Rosyjska propaganda regularnie kreuje w swoich programach nowych wrogów, których mają nie lubić Rosjanie. Od zawsze mówi się o "złych Ukraińcach" i "Europejczykach", a propagandyści grożą atakami na różne kraje świata.
"Rosjanie będą chcieli powrócić"
W najnowszym odcinku programu na kanale czołowego propagandysty Władimira Sołowjowa pojawił się nowy wróg - sami Rosjanie, ale ci, którzy wyjechali za granicę w obawie przed mobilizacją albo przez sprzeciwianie się prowojennej polityce Putina.
Prowadzący program uważa, że wkrótce "Rosjanie będą chcieli powrócić". Ale, jego zdaniem, nie będzie to takie łatwe, ponieważ muszą przygotować się na życie w rosyjskim społeczeństwie. Dlatego muszą "poczuć skruchę".

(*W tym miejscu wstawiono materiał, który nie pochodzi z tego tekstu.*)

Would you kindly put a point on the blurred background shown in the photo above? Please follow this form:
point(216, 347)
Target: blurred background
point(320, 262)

Tylko tak "mogą powrócić do życia"
Zdaniem tzw. dziennikarza, jest to możliwe, jeżeli włączyć się w aktywne pomaganie rosyjskim żołnierzom, przede wszystkim walczącym najemnikom z prywatnej Grupy Wagnera, którzy najczęściej są byłymi więźniami i byli skazani za poważne przestępstwa.
Jak wrócić do kraju? Tylko przez skruchę. A gdzie skrucha? Mogą dołączyć do Grupy Wagnera i publicznie występować przed rannymi żołnierzami, podawać miski z zupą i tylko po takich przejściach będą jakoś mogli powrócić do życia - mówi na antenie.
Rosjanie uciekali z kraju
Putin wydał 21 września dekret o częściowej mobilizacji na wojnę z Ukrainą oraz zagroził "użyciem wszelkich środków", by bronić Rosji przed rzekomym zagrożeniem ze strony Zachodu. W ciągu niecałych dwóch tygodni od ogłoszenia mobilizacji przez Władimira Putina Rosję opuściło około 700 tys. osób.
Łącznie z Rosji według niektórych szacunków wyjechało ponad milion osób. Najczęściej Rosjanie uciekali do Kazachstanu, Gruzji, Armenii i Turcji. Prezydent Kazachstanu mówił we wrześniu, że "większość osób udających się z Rosji do Kazachstanu jest w sytuacji bez wyjścia".